Лишь спустя некоторое время кто-то скажет:
— В течение двадцати четырех часов каждый должен прибыть в свой полк.
Но раскисать сейчас нельзя. И мужчины, чтобы не чувствовать себя одиноко перед лицом уже неизбежного, пытаются найти поддержку в том, что одна и та же участь постигла многих.
— Так сколько же нас всего? Здесь вот Плицка и Кнор; погоди, Адольф, там-то уж усмирят твою буйную кровь!
— Ну и Петршик с загуменья, Вацлав-кожемяка.
— Ты, Дворжак, тоже ведь идешь.
— И Гонзайк Ярда.
— Шульца здесь нет, но и он запасник.
— Который?
— Франта, механик.
— Горше всего Франтику Яндовицу с Войтеховским. Приехали из армии на побывку — и на тебе…
Лихорадочно бьющиеся сердца и разбегающиеся мысли мало-помалу обретают равновесие, но вот оно опять под угрозой: стали собираться женщины, сперва под окнами, но вскоре они, хоть и нерешительно, все же переступают порог, и каждая подходит к своему мужу или возлюбленному. Заговаривать не решаются, боятся, как бы не сорвался голос и не хлынули слезы, и только смотрят прямо перед собой широко раскрытыми глазами, а иная робко положит руку на плечо, на плечо, с которого так бы никогда уже и не снимала руки. Ныне и присно и во веки веков, аминь.
Мужчины настороже. Только без плача и причитаний! Ни к чему это. И точно сговорившись, они вдруг начинают расточать обнадеживающие ответы и успокоительные уверения.
— Может, мы и до казармы не успеем добраться, а уже приказ выйдет: обратно к маме!
— Вся эта мобилизация аккурат для одних только женщин, чтоб они поревели и потом нас больше уважали, когда мы вернемся.
— Показуха это. Говорю вам — показуха: армия оскалит зубы — и вся недолга!
— Да ежели б — не то чтобы я этого желал или верил в это! — ежели б какая, положим, заварушка и вышла, разве может нынче война продолжаться долго? Ну две-три недели от силы! Это уж точно! Теперешняя артиллерия как вдарит — все сметет подчистую!
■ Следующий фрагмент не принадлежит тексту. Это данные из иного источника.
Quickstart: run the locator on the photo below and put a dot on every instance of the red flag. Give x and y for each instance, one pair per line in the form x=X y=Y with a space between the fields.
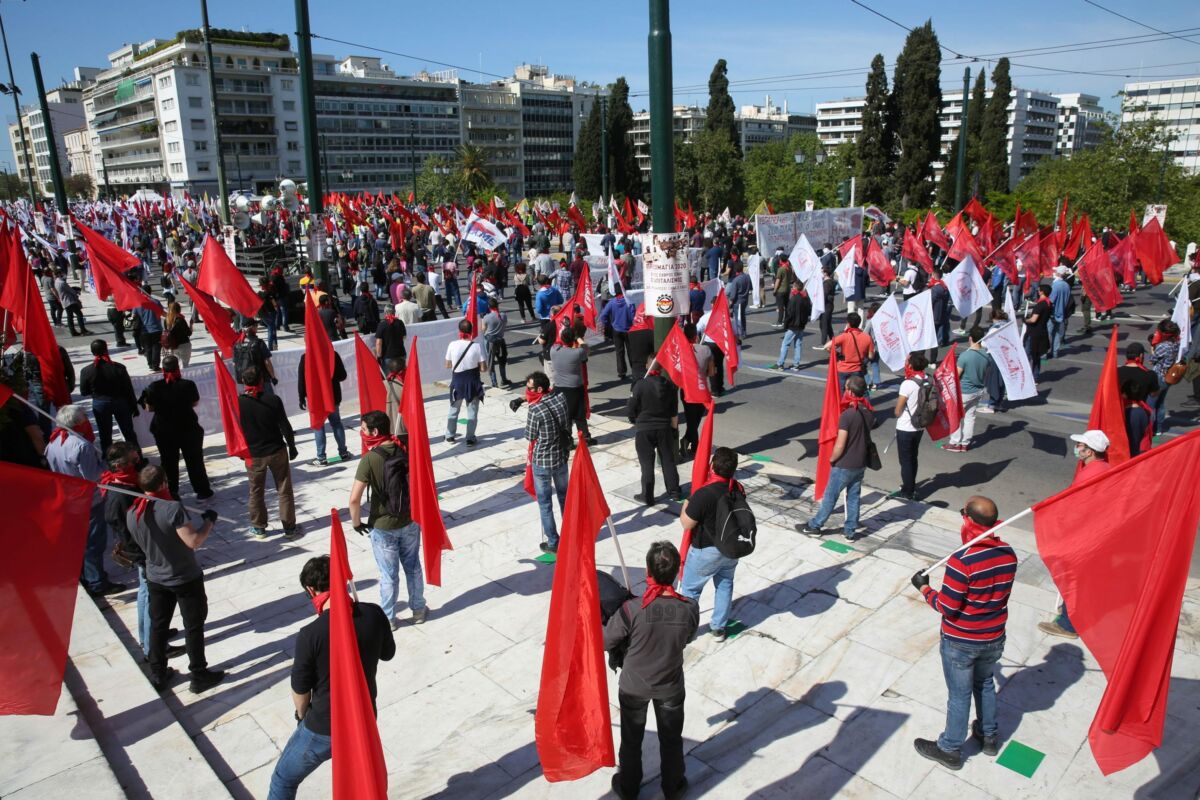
x=916 y=252
x=949 y=390
x=1155 y=251
x=39 y=583
x=359 y=767
x=421 y=483
x=573 y=727
x=231 y=413
x=215 y=318
x=1125 y=591
x=221 y=278
x=1108 y=407
x=108 y=265
x=827 y=435
x=720 y=330
x=318 y=373
x=1096 y=274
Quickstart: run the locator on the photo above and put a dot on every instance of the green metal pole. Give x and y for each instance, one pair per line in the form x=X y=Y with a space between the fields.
x=309 y=106
x=222 y=185
x=960 y=179
x=661 y=136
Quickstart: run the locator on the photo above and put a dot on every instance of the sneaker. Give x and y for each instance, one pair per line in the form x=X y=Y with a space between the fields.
x=929 y=749
x=203 y=681
x=1055 y=629
x=990 y=745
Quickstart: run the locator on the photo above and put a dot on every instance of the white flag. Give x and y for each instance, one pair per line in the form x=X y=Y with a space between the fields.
x=1182 y=318
x=804 y=260
x=845 y=272
x=1005 y=347
x=887 y=328
x=967 y=289
x=918 y=322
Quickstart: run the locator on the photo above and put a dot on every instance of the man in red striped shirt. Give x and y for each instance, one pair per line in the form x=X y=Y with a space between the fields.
x=973 y=603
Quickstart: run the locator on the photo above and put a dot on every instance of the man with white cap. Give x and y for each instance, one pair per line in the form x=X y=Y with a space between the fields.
x=1091 y=451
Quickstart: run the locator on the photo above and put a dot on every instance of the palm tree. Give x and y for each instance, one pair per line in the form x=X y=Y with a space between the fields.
x=473 y=169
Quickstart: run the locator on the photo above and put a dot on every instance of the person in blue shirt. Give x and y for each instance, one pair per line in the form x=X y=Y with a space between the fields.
x=547 y=298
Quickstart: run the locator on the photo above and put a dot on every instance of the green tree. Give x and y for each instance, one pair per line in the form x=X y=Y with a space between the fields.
x=624 y=176
x=719 y=114
x=876 y=144
x=586 y=169
x=918 y=106
x=994 y=134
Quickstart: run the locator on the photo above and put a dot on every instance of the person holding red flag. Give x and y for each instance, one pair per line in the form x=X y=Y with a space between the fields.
x=312 y=686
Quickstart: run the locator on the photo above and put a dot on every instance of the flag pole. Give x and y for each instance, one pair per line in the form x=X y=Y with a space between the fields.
x=621 y=557
x=977 y=540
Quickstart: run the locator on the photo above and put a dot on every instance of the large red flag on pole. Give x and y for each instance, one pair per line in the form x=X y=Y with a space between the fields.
x=421 y=483
x=1120 y=557
x=573 y=727
x=318 y=367
x=827 y=434
x=359 y=767
x=39 y=583
x=222 y=278
x=1108 y=408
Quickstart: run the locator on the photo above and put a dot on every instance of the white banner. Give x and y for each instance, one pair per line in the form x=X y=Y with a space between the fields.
x=1006 y=349
x=887 y=326
x=917 y=313
x=966 y=287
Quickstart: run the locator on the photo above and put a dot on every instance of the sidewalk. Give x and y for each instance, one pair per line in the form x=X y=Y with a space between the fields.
x=820 y=697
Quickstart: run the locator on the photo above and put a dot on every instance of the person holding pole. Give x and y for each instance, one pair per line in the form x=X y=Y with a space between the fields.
x=973 y=603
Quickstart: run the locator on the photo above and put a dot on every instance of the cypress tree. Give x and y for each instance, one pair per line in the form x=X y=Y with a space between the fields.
x=876 y=142
x=918 y=106
x=994 y=136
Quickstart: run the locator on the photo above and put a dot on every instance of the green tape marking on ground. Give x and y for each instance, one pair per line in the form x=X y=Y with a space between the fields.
x=1021 y=758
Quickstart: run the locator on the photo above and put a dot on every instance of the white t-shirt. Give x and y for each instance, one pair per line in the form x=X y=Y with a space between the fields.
x=909 y=389
x=471 y=361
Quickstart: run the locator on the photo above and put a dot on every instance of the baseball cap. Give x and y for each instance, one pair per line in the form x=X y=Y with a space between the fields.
x=1095 y=439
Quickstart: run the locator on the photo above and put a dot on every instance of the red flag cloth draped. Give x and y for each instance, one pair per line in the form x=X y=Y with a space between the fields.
x=318 y=373
x=421 y=483
x=1108 y=407
x=108 y=265
x=231 y=413
x=222 y=278
x=573 y=727
x=216 y=318
x=720 y=330
x=949 y=390
x=916 y=252
x=1125 y=591
x=359 y=767
x=827 y=435
x=1096 y=274
x=39 y=583
x=1155 y=251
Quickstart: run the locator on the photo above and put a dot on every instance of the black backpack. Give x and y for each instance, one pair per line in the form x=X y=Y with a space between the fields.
x=736 y=531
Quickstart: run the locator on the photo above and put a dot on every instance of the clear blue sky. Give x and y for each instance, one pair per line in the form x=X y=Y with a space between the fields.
x=785 y=42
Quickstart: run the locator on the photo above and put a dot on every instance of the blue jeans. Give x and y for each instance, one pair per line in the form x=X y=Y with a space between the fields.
x=94 y=576
x=841 y=479
x=393 y=549
x=967 y=668
x=791 y=337
x=546 y=482
x=304 y=753
x=705 y=563
x=318 y=434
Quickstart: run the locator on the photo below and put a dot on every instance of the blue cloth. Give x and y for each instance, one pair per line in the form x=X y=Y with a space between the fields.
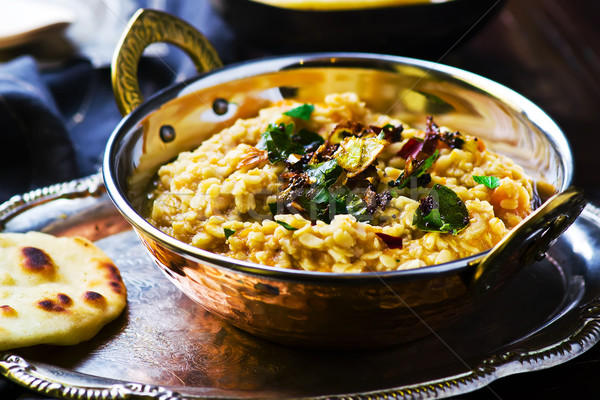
x=36 y=150
x=55 y=123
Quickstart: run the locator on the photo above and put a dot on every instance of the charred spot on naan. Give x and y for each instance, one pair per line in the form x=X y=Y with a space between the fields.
x=51 y=306
x=94 y=299
x=37 y=261
x=8 y=311
x=114 y=277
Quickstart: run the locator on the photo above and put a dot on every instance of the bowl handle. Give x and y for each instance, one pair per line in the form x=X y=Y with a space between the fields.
x=528 y=241
x=147 y=27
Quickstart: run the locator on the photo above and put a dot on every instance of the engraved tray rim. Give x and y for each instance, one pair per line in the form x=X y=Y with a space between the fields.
x=63 y=383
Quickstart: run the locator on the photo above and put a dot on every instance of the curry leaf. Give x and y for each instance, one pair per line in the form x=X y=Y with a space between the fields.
x=228 y=232
x=303 y=112
x=307 y=139
x=418 y=172
x=441 y=211
x=323 y=176
x=491 y=182
x=286 y=225
x=273 y=208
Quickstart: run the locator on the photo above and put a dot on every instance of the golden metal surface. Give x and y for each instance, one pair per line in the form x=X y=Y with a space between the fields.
x=147 y=27
x=320 y=309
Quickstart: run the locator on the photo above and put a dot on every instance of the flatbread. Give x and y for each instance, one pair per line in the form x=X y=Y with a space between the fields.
x=55 y=290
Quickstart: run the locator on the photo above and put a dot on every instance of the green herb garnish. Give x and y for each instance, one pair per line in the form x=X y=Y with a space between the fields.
x=441 y=211
x=418 y=172
x=303 y=112
x=228 y=232
x=310 y=141
x=286 y=226
x=356 y=154
x=277 y=140
x=491 y=182
x=273 y=208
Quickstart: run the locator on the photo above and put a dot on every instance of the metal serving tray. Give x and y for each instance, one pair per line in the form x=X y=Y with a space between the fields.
x=164 y=346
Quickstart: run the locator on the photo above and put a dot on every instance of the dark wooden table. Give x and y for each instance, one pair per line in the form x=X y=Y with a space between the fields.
x=549 y=51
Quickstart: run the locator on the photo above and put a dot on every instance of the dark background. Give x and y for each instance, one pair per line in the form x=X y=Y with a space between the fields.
x=547 y=50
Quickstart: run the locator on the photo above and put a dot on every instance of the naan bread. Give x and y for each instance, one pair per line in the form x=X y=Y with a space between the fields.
x=55 y=290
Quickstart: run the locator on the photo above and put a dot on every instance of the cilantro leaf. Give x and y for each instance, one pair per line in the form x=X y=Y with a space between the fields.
x=491 y=182
x=307 y=139
x=441 y=211
x=277 y=140
x=418 y=172
x=303 y=112
x=286 y=226
x=273 y=208
x=228 y=232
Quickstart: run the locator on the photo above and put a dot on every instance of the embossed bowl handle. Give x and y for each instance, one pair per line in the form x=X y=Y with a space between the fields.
x=528 y=241
x=147 y=27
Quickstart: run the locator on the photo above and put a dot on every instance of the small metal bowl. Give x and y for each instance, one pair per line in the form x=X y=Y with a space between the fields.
x=408 y=28
x=314 y=308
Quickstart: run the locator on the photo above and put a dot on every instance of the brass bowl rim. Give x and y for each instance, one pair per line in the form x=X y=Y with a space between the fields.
x=251 y=68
А кто уцелеет, того пулемет скосит. Раньше пока это из ружей тыщу солдат уложат, а нынче сфукнут за десять минут! Потому-то это и не может продолжаться долго. Одна-две большие сшибки — и дело с концом!
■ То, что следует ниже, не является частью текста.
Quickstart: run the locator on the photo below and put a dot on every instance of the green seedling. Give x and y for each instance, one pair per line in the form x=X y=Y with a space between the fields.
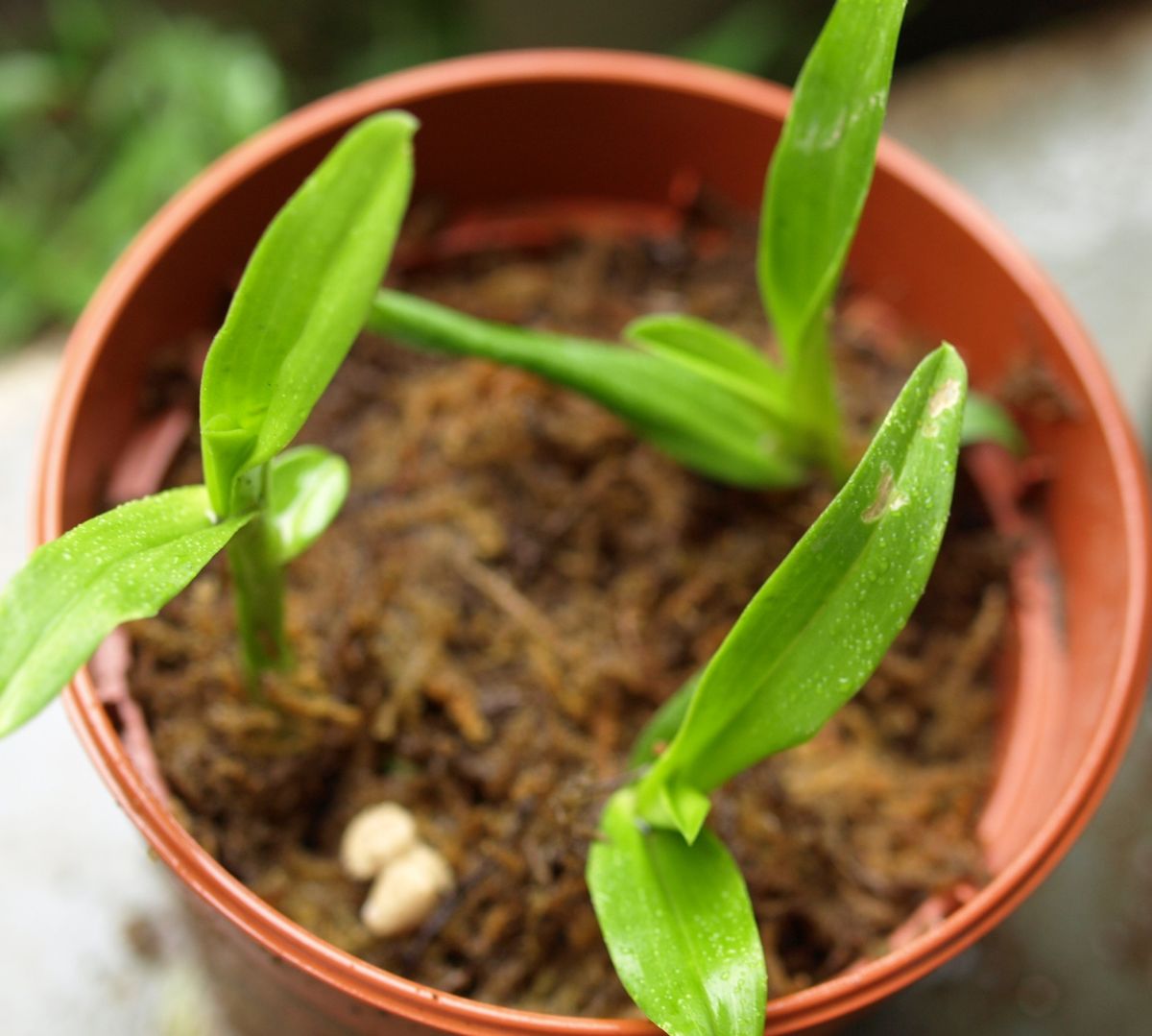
x=672 y=904
x=673 y=907
x=299 y=306
x=708 y=398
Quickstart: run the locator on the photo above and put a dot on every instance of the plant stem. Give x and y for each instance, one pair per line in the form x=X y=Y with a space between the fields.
x=258 y=583
x=815 y=395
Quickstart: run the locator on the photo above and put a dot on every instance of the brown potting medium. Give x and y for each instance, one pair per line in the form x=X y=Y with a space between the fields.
x=513 y=588
x=620 y=128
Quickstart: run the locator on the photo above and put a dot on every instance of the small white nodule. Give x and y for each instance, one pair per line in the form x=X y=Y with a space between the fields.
x=374 y=838
x=406 y=891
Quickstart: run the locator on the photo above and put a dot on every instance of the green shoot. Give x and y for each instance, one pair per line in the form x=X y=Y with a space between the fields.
x=782 y=419
x=299 y=308
x=692 y=419
x=74 y=591
x=805 y=644
x=815 y=194
x=300 y=304
x=679 y=926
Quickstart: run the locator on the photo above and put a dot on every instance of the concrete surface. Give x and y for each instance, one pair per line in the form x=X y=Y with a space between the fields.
x=1055 y=137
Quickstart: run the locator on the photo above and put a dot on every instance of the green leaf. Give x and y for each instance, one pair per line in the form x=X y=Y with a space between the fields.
x=686 y=415
x=679 y=925
x=985 y=421
x=816 y=188
x=120 y=566
x=718 y=355
x=306 y=488
x=661 y=729
x=302 y=300
x=823 y=621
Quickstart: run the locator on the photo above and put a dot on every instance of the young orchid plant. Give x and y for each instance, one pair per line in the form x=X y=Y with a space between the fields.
x=673 y=907
x=299 y=306
x=708 y=398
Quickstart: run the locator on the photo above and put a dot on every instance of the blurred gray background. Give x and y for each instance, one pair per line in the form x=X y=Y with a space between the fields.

— И тут ведь вот еще что: эдакая здоровенная пушка, потому как она может проделать здоровенную брешь, стоит уйму денег. Так что ежели несколько таких пушек подобьют, на новые уже не наскрести.
Однако было не похоже, чтобы все эти доводы как-то особенно успокоили женщин.
Поэтому следовало воздействовать на них иначе.
— Вы что дети малые. Видите только то, что у вас перед глазами. А вы дальше поглядите! Ведь это лишь бы сербишек припугнуть, понимаете, только и всего. Потому как на большее государь-император замахнуться не может. Не то мигом встрянет русак, тогда такое начнется, не приведи господь… и все они там, наверху, хорошо это понимают.
Слова звучат убедительно, взгляды говорят чуть ли не о готовности пожать руку в знак согласия; у всех такое чувство, что теперь они опираются друг на друга; слышится первая шутка, первый смешок…
…И трактирщик начинает разливать пиво.
Ночь над деревней.
Над тополем и колокольней.
Над воротами риг и сараев с налепленным манифестом.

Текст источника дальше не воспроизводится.